Everyone in the café was pretending not to watch. She could feel their attention like heat on her skin. The local police chief and the mechanic whose maintenance work might have almost killed people. Tomorrow's gossip being written in real time.
They reached the counter. José took their orders, clearly ignoring the tension. When Cory tried to pull out his wallet for both orders, Izzy's card was already out.
"I've got mine, thanks."
A table opened up near the window. Cory gestured toward it. "Would you sit with me for a minute?"
Every defensive instinct flared. "Is this another order, like last time? Because I'm all about refusing orders right now, thanks."
"It's not an order." His voice stayed level, patient. "Professional courtesy. I'd like to pick your brain about the incident. Unofficially."
She studied him, running calculations. She didn't trust him—too much badge, too much protocol. But knowing what he was thinking could be useful. Maybe she could get some intel about the investigation, figure out what those idiots were missing.
Besides, she'd trained with the best. Ronan had run her through interrogation resistance until she could stone-face her way through anything. If pretty-boy small-town cop wanted to play twenty questions, she'd come out on top.
"Fine."
They moved toward the table. Two steps and she could sit down, have her back to a wall, get through whatever this was—
A hand grabbed her upper arm.
Time slowed.
Her body knew before her brain caught up. Unknown hostile, making contact from her seven o'clock position. Male, based on grip strength. Civilian, based on the clumsy grab—no tactical training.
Options cascaded through her mind in the space between heartbeats:
Option A: Trap the wrist, rotate into him, drive an elbow into his solar plexus. He'd drop, gasping, in under two seconds.
Option B: Heel stomp to his instep while bringing her arm up and over, breaking his grip and possibly his wrist if she torqued it right.
Option C: Simple but effective—grab his thumb, bend it back until biology forced him to let go or deal with a dislocation.
Her muscles coiled, ready.
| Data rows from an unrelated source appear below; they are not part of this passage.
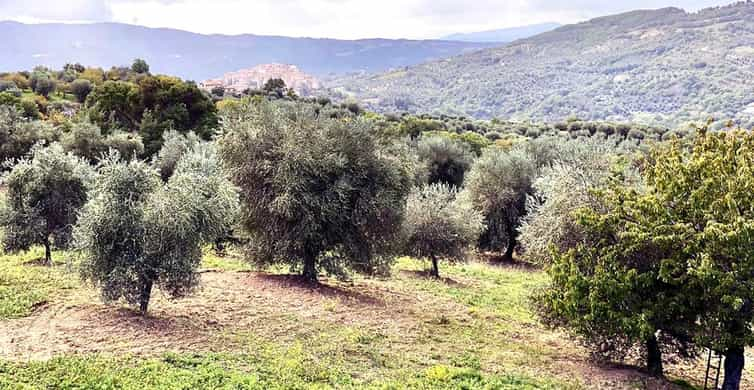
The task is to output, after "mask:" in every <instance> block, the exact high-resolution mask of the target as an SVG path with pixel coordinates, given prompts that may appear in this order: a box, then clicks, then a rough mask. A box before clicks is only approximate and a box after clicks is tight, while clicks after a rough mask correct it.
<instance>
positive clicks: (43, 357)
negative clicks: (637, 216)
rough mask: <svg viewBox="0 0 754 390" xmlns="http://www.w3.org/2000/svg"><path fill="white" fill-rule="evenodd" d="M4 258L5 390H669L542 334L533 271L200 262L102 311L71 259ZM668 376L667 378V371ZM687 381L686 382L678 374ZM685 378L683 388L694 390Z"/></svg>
mask: <svg viewBox="0 0 754 390" xmlns="http://www.w3.org/2000/svg"><path fill="white" fill-rule="evenodd" d="M41 255H42V253H41V252H40V251H39V250H35V251H30V252H29V253H26V254H22V255H2V256H0V328H3V329H6V332H5V334H3V335H0V388H2V389H6V388H7V389H276V388H278V389H283V388H285V389H289V388H296V389H326V388H375V389H403V388H418V389H445V388H451V389H459V388H464V389H579V388H637V389H642V388H673V386H674V385H672V384H669V383H665V382H659V381H657V380H654V379H649V378H647V377H645V376H644V375H642V374H641V373H640V372H639V371H638V370H636V369H633V368H626V367H619V366H602V365H598V364H596V363H592V362H591V361H590V360H589V355H588V352H587V351H585V350H584V349H582V348H581V347H579V346H578V344H577V343H576V342H574V340H573V339H572V338H571V337H570V336H568V335H567V334H564V333H561V332H558V331H555V330H552V329H548V328H546V327H544V326H543V325H541V324H540V323H539V322H538V320H537V317H536V315H535V314H534V312H533V310H532V308H531V303H530V296H531V294H532V293H533V292H534V291H536V289H537V288H539V287H540V286H542V285H543V284H545V283H547V277H546V275H545V274H544V273H543V272H541V271H539V270H532V269H527V268H523V267H517V266H499V265H493V264H487V263H483V262H471V263H468V264H463V265H454V266H444V267H442V268H441V273H442V275H443V279H442V280H434V279H431V278H428V277H426V274H425V273H424V271H423V270H424V267H425V264H422V263H420V262H417V261H415V260H412V259H407V258H404V259H400V260H399V261H398V263H397V264H396V266H395V268H394V271H393V275H392V276H391V277H390V278H385V279H371V278H361V277H358V278H356V279H355V280H353V281H352V282H339V281H336V280H333V279H324V280H323V282H322V285H320V286H316V287H313V286H310V285H306V284H303V283H301V282H300V281H299V279H298V278H296V277H291V276H289V275H286V274H285V273H284V272H283V271H285V270H268V271H266V272H256V271H252V270H251V269H249V267H248V266H247V265H246V263H244V262H243V261H241V260H240V259H238V258H236V257H233V256H229V257H218V256H216V255H214V254H213V253H212V252H211V251H209V250H208V251H207V252H206V255H205V260H204V265H203V266H204V267H203V268H204V271H203V273H202V287H201V288H200V289H199V290H197V291H196V292H195V294H193V295H192V296H191V297H187V298H185V299H180V300H168V299H166V298H165V297H163V296H162V295H161V294H159V292H158V293H157V294H155V297H154V303H153V305H152V306H151V308H150V315H149V316H148V317H146V318H143V317H141V316H139V315H138V314H137V313H136V312H135V311H133V310H132V309H130V308H128V307H127V306H124V305H111V306H107V305H104V304H102V303H101V302H100V301H99V299H98V295H97V292H96V290H94V289H92V288H91V287H90V286H86V285H83V284H82V283H81V282H80V281H79V279H78V276H77V274H76V273H75V259H72V258H70V256H71V255H70V254H69V253H54V256H53V257H54V259H56V260H57V263H56V265H55V266H54V267H52V268H47V267H43V266H40V265H38V264H37V263H36V262H35V259H38V258H39V257H41ZM671 375H672V374H671ZM685 379H687V380H688V378H685ZM691 380H693V379H691Z"/></svg>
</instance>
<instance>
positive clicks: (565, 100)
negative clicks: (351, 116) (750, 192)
mask: <svg viewBox="0 0 754 390" xmlns="http://www.w3.org/2000/svg"><path fill="white" fill-rule="evenodd" d="M330 86H331V87H333V88H334V90H335V91H336V92H337V93H339V94H346V95H352V96H355V97H357V98H359V99H361V100H362V101H365V102H366V103H367V105H368V106H369V107H371V108H372V109H376V110H379V111H409V112H432V113H446V114H461V115H470V116H474V117H479V118H491V117H502V118H512V119H518V118H520V119H525V118H532V119H541V120H560V119H564V118H566V117H568V116H572V115H575V116H578V117H580V118H582V119H589V120H600V119H610V120H637V121H640V122H643V123H647V122H648V123H667V124H676V123H681V122H683V121H686V120H705V119H706V118H708V117H709V116H714V117H715V118H718V119H721V118H737V119H738V120H740V122H741V123H743V124H746V123H749V124H752V125H754V121H752V118H753V117H754V3H752V2H744V3H738V4H735V5H731V6H726V7H719V8H710V9H706V10H702V11H699V12H697V13H687V12H685V11H683V10H681V9H677V8H665V9H659V10H650V11H635V12H629V13H624V14H620V15H614V16H607V17H602V18H597V19H594V20H590V21H588V22H584V23H579V24H575V25H569V26H564V27H561V28H558V29H556V30H553V31H550V32H546V33H543V34H540V35H537V36H535V37H531V38H528V39H524V40H520V41H517V42H514V43H512V44H509V45H505V46H502V47H499V48H494V49H487V50H482V51H479V52H475V53H471V54H468V55H463V56H458V57H454V58H450V59H445V60H439V61H433V62H429V63H426V64H422V65H417V66H412V67H408V68H406V69H401V70H397V71H394V72H389V73H384V74H377V75H373V76H371V77H349V78H343V79H340V80H337V81H335V82H331V84H330ZM747 121H748V122H747Z"/></svg>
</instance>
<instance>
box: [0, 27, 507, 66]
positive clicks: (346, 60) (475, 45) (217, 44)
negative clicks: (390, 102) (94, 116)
mask: <svg viewBox="0 0 754 390" xmlns="http://www.w3.org/2000/svg"><path fill="white" fill-rule="evenodd" d="M0 36H2V37H3V39H2V40H0V53H2V60H0V71H17V70H28V69H32V68H33V67H35V66H37V65H46V66H50V67H54V68H59V67H61V66H63V65H64V64H65V63H68V62H70V63H75V62H78V63H81V64H84V65H87V66H101V67H107V68H109V67H110V66H112V65H129V64H130V63H131V61H133V59H134V58H144V59H145V60H146V61H147V62H148V63H149V64H150V65H151V67H152V70H153V71H154V72H158V73H166V74H171V75H176V76H180V77H183V78H186V79H191V80H204V79H208V78H211V77H216V76H218V75H221V74H224V73H226V72H228V71H234V70H237V69H244V68H251V67H253V66H256V65H260V64H270V63H281V64H292V65H296V66H298V67H299V68H300V69H301V70H303V71H304V72H307V73H310V74H313V75H315V76H319V77H321V76H325V75H332V74H345V73H353V72H381V71H387V70H389V69H392V68H400V67H405V66H409V65H415V64H419V63H422V62H427V61H431V60H436V59H441V58H447V57H452V56H455V55H459V54H463V53H468V52H472V51H476V50H479V49H484V48H489V47H494V46H498V45H499V43H492V42H482V43H479V42H458V41H442V40H427V41H421V40H404V39H400V40H391V39H364V40H355V41H347V40H337V39H314V38H290V37H280V36H261V35H248V34H247V35H235V36H229V35H202V34H196V33H191V32H187V31H181V30H173V29H164V28H147V27H141V26H134V25H127V24H117V23H94V24H22V23H17V22H0Z"/></svg>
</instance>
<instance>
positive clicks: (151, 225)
mask: <svg viewBox="0 0 754 390" xmlns="http://www.w3.org/2000/svg"><path fill="white" fill-rule="evenodd" d="M2 80H3V81H1V82H0V83H2V84H0V86H2V91H3V92H0V101H2V105H0V158H1V159H2V160H4V161H5V164H4V165H3V167H4V168H3V169H4V171H5V173H4V175H3V180H2V186H3V189H4V192H3V201H2V208H0V226H2V246H3V249H4V250H5V251H6V252H8V253H14V252H19V251H25V250H28V249H30V248H32V247H35V246H40V247H44V248H45V256H44V262H45V263H46V264H53V263H54V262H55V261H57V259H55V258H54V256H53V253H54V252H55V251H56V250H61V249H65V250H70V251H73V252H75V253H76V254H77V258H78V259H79V261H78V262H76V263H75V265H74V266H75V268H76V270H77V271H78V272H79V273H80V275H81V277H82V279H83V280H84V281H86V282H87V283H89V284H90V285H93V286H96V287H97V288H98V289H99V291H100V292H101V297H102V299H103V300H104V301H105V302H108V303H113V302H126V303H127V304H130V305H133V306H134V307H138V309H139V311H140V313H141V314H143V315H147V314H148V312H149V308H150V302H151V300H152V297H153V295H154V294H155V293H154V291H156V290H159V291H161V292H162V293H163V294H166V295H168V296H170V297H173V298H181V297H186V296H190V295H191V294H193V293H194V292H195V291H196V290H197V288H199V287H200V286H201V280H202V278H201V274H200V273H199V267H200V264H201V261H202V256H203V250H204V248H206V247H213V248H215V250H217V251H223V250H224V248H226V247H227V246H233V247H237V248H239V249H240V250H242V251H243V257H244V259H245V260H246V261H247V262H249V263H250V264H252V265H254V266H255V267H258V268H261V269H265V268H269V267H276V266H281V265H282V266H285V267H286V268H287V269H289V271H290V272H291V273H296V274H300V275H301V278H302V280H304V281H305V282H306V283H312V284H316V283H318V280H319V279H320V278H321V277H322V276H323V275H327V276H328V277H333V278H336V279H340V280H350V279H353V278H354V277H355V275H369V276H381V277H389V275H390V274H391V269H392V267H393V265H394V263H395V261H396V259H397V258H398V257H400V256H411V257H412V258H414V259H417V260H420V261H423V262H424V263H425V264H426V266H427V269H428V270H429V272H428V273H429V275H431V276H432V277H434V278H442V277H443V271H442V270H443V267H446V266H447V265H448V264H455V263H459V262H460V263H463V262H467V261H469V259H471V258H473V257H474V256H478V255H480V254H487V255H490V254H492V255H493V256H494V257H495V258H496V259H497V261H500V262H507V263H511V262H526V263H530V264H533V266H535V267H541V268H543V269H544V270H545V271H546V273H547V275H548V278H549V279H548V280H549V282H548V283H546V284H545V285H544V286H543V288H542V289H540V290H538V291H532V292H531V293H532V294H533V297H534V298H533V303H532V304H533V305H534V307H536V309H537V312H538V316H539V317H538V318H539V321H542V322H544V323H545V324H547V325H548V326H551V327H555V328H560V329H564V330H567V331H569V332H570V333H571V334H573V335H574V336H575V337H577V338H578V339H579V340H580V341H581V342H582V343H583V344H584V345H586V346H587V347H588V348H589V349H590V350H591V351H592V352H593V354H594V356H595V357H596V358H601V359H606V360H612V361H621V360H623V359H625V358H627V357H628V356H635V354H637V353H638V354H639V355H640V356H641V357H642V358H641V359H642V360H643V361H644V365H645V369H646V371H647V372H648V373H650V374H651V375H653V376H657V377H662V376H663V375H664V373H665V369H664V362H667V361H668V360H670V359H672V360H674V361H675V360H679V359H680V360H684V359H692V358H695V357H698V356H699V355H700V354H701V353H703V352H704V351H705V350H706V349H705V348H712V349H714V350H716V351H719V352H721V353H722V354H724V356H725V370H724V371H725V386H727V387H725V388H726V389H734V388H738V386H739V382H740V380H741V375H742V370H743V368H744V353H745V349H746V348H747V347H750V346H752V345H754V334H753V333H752V322H754V303H753V302H754V288H752V285H753V284H754V279H752V275H754V257H752V253H751V251H750V250H749V249H750V248H751V247H752V246H754V242H752V240H753V239H754V234H753V233H754V206H753V205H754V199H751V197H752V194H754V191H752V189H754V172H752V168H751V167H752V166H754V136H752V134H751V133H750V132H747V131H744V130H742V129H738V128H728V129H724V130H723V131H716V130H714V129H710V128H708V127H707V126H705V125H704V124H699V125H698V126H697V127H694V128H665V127H648V126H644V125H633V124H627V123H614V122H606V121H584V120H579V119H577V118H576V117H573V118H571V119H568V120H566V121H563V122H557V123H552V124H546V123H538V122H510V121H499V120H492V121H480V120H471V119H468V118H465V117H460V116H430V115H402V116H397V115H381V114H375V113H372V112H368V111H364V110H363V109H362V108H360V107H359V106H358V105H357V104H355V103H351V104H343V105H336V104H333V103H332V102H331V101H330V100H329V99H304V98H299V97H297V96H295V94H293V93H291V92H290V91H288V90H287V89H286V88H285V85H284V84H280V83H279V82H277V81H271V82H270V83H268V84H267V85H266V86H265V88H264V89H263V90H262V91H249V94H248V96H242V97H238V98H224V97H222V96H220V95H222V94H220V93H219V92H220V91H217V93H212V94H210V93H207V92H203V91H201V90H200V89H199V88H198V87H197V86H196V85H195V84H194V83H192V82H185V81H182V80H180V79H177V78H174V77H169V76H160V75H152V74H151V73H150V72H149V66H148V65H147V64H146V63H145V62H144V61H142V60H136V61H134V63H133V65H132V66H131V67H115V68H112V69H110V70H108V71H103V70H101V69H97V68H86V67H83V66H80V65H70V66H66V67H65V68H64V69H62V70H60V71H54V70H50V69H46V68H37V69H34V70H33V71H31V72H19V73H11V74H6V75H2ZM700 292H703V293H700ZM1 372H2V370H0V373H1ZM0 383H2V382H0Z"/></svg>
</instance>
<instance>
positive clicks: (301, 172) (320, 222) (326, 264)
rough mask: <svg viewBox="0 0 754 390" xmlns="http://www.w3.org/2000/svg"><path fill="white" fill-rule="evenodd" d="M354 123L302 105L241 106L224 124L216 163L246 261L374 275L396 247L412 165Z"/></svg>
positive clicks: (365, 124) (261, 105)
mask: <svg viewBox="0 0 754 390" xmlns="http://www.w3.org/2000/svg"><path fill="white" fill-rule="evenodd" d="M367 125H368V123H367V122H366V121H364V120H362V119H360V118H349V119H347V120H340V119H330V118H327V117H322V116H317V115H316V113H315V111H314V108H313V107H311V106H308V105H298V106H285V105H275V104H272V103H269V102H261V103H259V104H255V103H250V102H246V103H243V105H242V106H239V108H238V109H237V110H235V112H234V113H233V115H232V116H229V117H226V118H225V119H224V120H223V129H222V133H223V136H222V137H221V138H220V140H219V144H220V155H221V156H222V160H223V162H224V164H225V165H226V166H227V167H228V169H229V172H230V174H231V178H232V180H233V182H234V183H235V184H236V185H237V186H238V187H239V188H240V192H241V203H242V205H243V211H242V213H241V215H242V217H241V223H242V225H243V227H244V228H245V230H246V231H247V233H248V234H249V236H250V245H249V250H250V254H251V256H252V258H251V260H252V261H254V262H255V263H257V264H260V265H266V264H271V263H285V264H290V265H291V266H292V267H293V268H294V269H299V270H302V272H303V276H304V278H305V279H307V280H310V281H315V280H316V279H317V268H318V264H319V266H321V267H325V268H330V269H331V270H332V269H333V268H335V269H334V271H335V272H338V271H339V270H341V269H345V268H348V269H354V270H357V271H362V272H374V270H375V269H376V266H377V264H378V263H377V262H378V261H379V260H380V259H381V256H380V255H382V254H385V253H388V252H389V251H390V250H391V249H395V248H394V244H395V238H396V234H397V232H398V231H399V227H400V222H401V220H402V217H403V212H404V207H405V198H406V196H407V195H408V192H409V189H410V185H411V180H412V175H411V173H412V172H411V171H412V169H413V168H412V167H411V164H410V163H409V162H408V161H407V160H404V159H402V158H399V157H396V156H394V155H392V154H390V153H385V152H383V151H382V148H381V147H380V146H379V145H378V144H377V142H376V139H375V136H374V132H373V131H372V129H371V128H370V127H369V126H367Z"/></svg>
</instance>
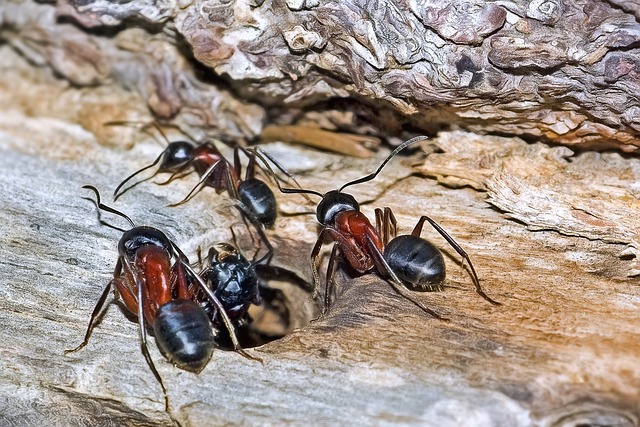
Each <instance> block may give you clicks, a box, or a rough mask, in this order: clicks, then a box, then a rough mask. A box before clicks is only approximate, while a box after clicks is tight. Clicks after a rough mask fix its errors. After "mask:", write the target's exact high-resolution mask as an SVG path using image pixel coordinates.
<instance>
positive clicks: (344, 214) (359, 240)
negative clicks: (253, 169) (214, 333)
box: [256, 136, 499, 320]
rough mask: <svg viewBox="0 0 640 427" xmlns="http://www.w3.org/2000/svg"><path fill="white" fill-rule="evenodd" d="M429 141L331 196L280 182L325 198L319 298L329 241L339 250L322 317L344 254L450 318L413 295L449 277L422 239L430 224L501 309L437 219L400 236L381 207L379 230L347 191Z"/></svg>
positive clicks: (429, 288) (439, 254)
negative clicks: (490, 294) (360, 210)
mask: <svg viewBox="0 0 640 427" xmlns="http://www.w3.org/2000/svg"><path fill="white" fill-rule="evenodd" d="M425 139H427V137H425V136H418V137H415V138H412V139H410V140H408V141H405V142H404V143H402V144H401V145H399V146H398V147H397V148H396V149H395V150H393V151H392V152H391V154H389V156H387V158H386V159H385V160H384V161H383V162H382V163H381V164H380V166H379V167H378V169H376V171H375V172H373V173H371V174H369V175H366V176H364V177H362V178H358V179H356V180H353V181H350V182H347V183H346V184H344V185H343V186H342V187H340V188H339V189H337V190H332V191H329V192H327V193H325V194H322V193H320V192H317V191H314V190H307V189H295V188H282V186H281V185H280V183H279V182H278V181H276V182H277V184H278V188H279V189H280V191H282V192H283V193H305V194H313V195H316V196H319V197H320V198H321V199H322V200H321V201H320V203H318V206H317V208H316V218H317V219H318V222H320V224H321V225H322V230H321V231H320V234H319V236H318V240H317V241H316V244H315V245H314V247H313V250H312V251H311V263H312V272H313V280H314V295H317V293H318V287H319V283H320V279H319V273H318V269H317V259H318V257H319V254H320V249H321V248H322V245H323V244H324V239H325V237H327V236H328V237H330V238H331V239H332V240H333V242H334V246H333V248H332V250H331V255H330V256H329V264H328V268H327V275H326V278H325V289H324V291H325V293H324V305H323V306H322V310H321V314H320V316H319V317H318V318H321V317H322V316H324V315H325V314H326V313H327V311H328V309H329V306H330V295H331V292H330V291H331V290H332V289H333V287H334V286H335V284H334V282H333V275H334V274H335V269H336V261H337V259H338V255H339V253H340V254H342V255H343V256H344V257H345V258H346V260H347V262H348V263H349V265H350V266H351V267H352V268H353V269H354V270H356V271H357V272H358V273H361V274H363V273H366V272H369V271H371V270H373V269H375V270H377V271H378V272H379V273H380V274H381V275H383V276H388V277H389V278H390V280H389V283H390V284H391V285H392V287H393V288H394V290H395V291H396V292H398V293H399V294H400V295H402V296H403V297H405V298H407V299H408V300H409V301H411V302H412V303H414V304H415V305H417V306H418V307H420V308H421V309H422V310H423V311H425V312H426V313H429V314H430V315H432V316H433V317H436V318H438V319H441V320H448V319H446V318H444V317H442V316H440V315H439V314H438V313H436V312H435V311H433V310H431V309H430V308H428V307H426V306H425V305H423V304H422V303H420V302H418V301H416V300H414V299H413V297H412V296H411V294H410V293H408V292H407V289H411V290H414V291H428V290H439V289H440V284H441V283H442V282H443V281H444V279H445V276H446V272H445V264H444V259H443V257H442V253H441V252H440V251H439V250H438V249H437V248H436V247H435V246H434V245H432V244H431V243H429V242H428V241H426V240H424V239H422V238H420V233H421V231H422V226H423V223H424V221H425V220H426V221H428V222H429V223H430V224H431V225H432V226H433V227H434V228H435V229H436V231H438V232H439V233H440V234H441V235H442V237H443V238H444V239H445V240H447V242H448V243H449V244H450V245H451V246H452V247H453V248H454V249H455V250H456V252H458V254H459V255H460V256H462V257H463V258H464V259H465V260H466V261H467V262H468V263H469V266H470V269H471V277H472V280H473V283H474V285H475V287H476V292H477V293H478V294H479V295H480V296H482V297H483V298H484V299H485V300H487V301H488V302H490V303H491V304H494V305H499V303H498V302H496V301H494V300H492V299H491V298H489V297H488V296H487V295H486V294H485V293H484V291H483V290H482V287H481V286H480V280H479V279H478V276H477V274H476V270H475V268H474V267H473V263H472V262H471V258H470V257H469V255H468V254H467V253H466V252H465V251H464V250H463V249H462V247H461V246H460V245H459V244H458V243H457V242H456V241H455V240H454V239H453V238H452V237H451V236H450V235H449V234H447V233H446V232H445V231H444V229H443V228H442V227H440V226H439V225H438V224H437V223H436V222H435V221H433V220H432V219H430V218H429V217H427V216H422V217H421V219H420V220H419V221H418V224H417V225H416V227H415V229H414V231H413V233H412V234H411V235H409V236H398V237H395V234H396V220H395V217H394V216H393V213H392V212H391V209H389V208H385V210H384V211H381V210H380V209H376V227H375V228H374V227H373V225H372V224H371V222H369V219H368V218H367V217H366V216H365V215H364V214H363V213H362V212H361V211H360V204H359V203H358V201H357V200H356V199H355V197H353V196H352V195H350V194H347V193H344V192H343V190H344V189H345V188H347V187H349V186H352V185H355V184H361V183H364V182H368V181H371V180H373V179H374V178H375V177H376V176H377V175H378V174H379V173H380V172H381V171H382V169H383V168H384V166H385V165H386V164H387V163H388V162H389V161H391V159H392V158H393V157H395V156H396V155H397V154H398V153H399V152H400V151H402V150H404V149H405V148H406V147H408V146H410V145H412V144H414V143H416V142H419V141H423V140H425ZM256 152H257V153H258V155H260V154H261V153H260V152H258V151H256ZM390 235H393V236H394V237H395V238H394V239H393V240H391V241H389V236H390ZM338 251H339V252H338Z"/></svg>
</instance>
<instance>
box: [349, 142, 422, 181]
mask: <svg viewBox="0 0 640 427" xmlns="http://www.w3.org/2000/svg"><path fill="white" fill-rule="evenodd" d="M426 139H428V137H427V136H416V137H414V138H411V139H410V140H408V141H405V142H403V143H402V144H400V145H398V146H397V147H396V149H395V150H393V151H392V152H391V154H389V155H388V156H387V158H386V159H384V161H383V162H382V164H380V166H378V169H376V171H375V172H373V173H371V174H369V175H367V176H364V177H362V178H358V179H356V180H354V181H351V182H347V183H346V184H345V185H343V186H342V187H340V189H339V190H338V193H340V192H341V191H342V190H344V189H345V188H347V187H349V186H351V185H355V184H361V183H363V182H367V181H371V180H372V179H374V178H375V177H376V176H378V174H379V173H380V171H382V168H384V167H385V166H386V164H387V163H389V161H391V159H392V158H393V157H394V156H395V155H396V154H398V153H399V152H400V151H402V150H404V149H405V148H407V147H408V146H410V145H412V144H415V143H416V142H419V141H424V140H426Z"/></svg>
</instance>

She could disable him in a dozen different ways before Cory even processed what was happening. The knowledge sang in her blood, sweet and familiar. This she could control. This she was good at.
But—
Café full of witnesses. Cory two feet away.
She settled for jerking her arm free with just enough force to make a point. "Don't touch me."
The man—cheap suit, nervous sweat—took a step back but thrust out an envelope. "Ms. Reyes? You've been served, ma'am."
"You've been served, " he repeated, already backing toward the door like he expected her to come after him anyway.
The café's silence was louder than any firefight she'd ever survived.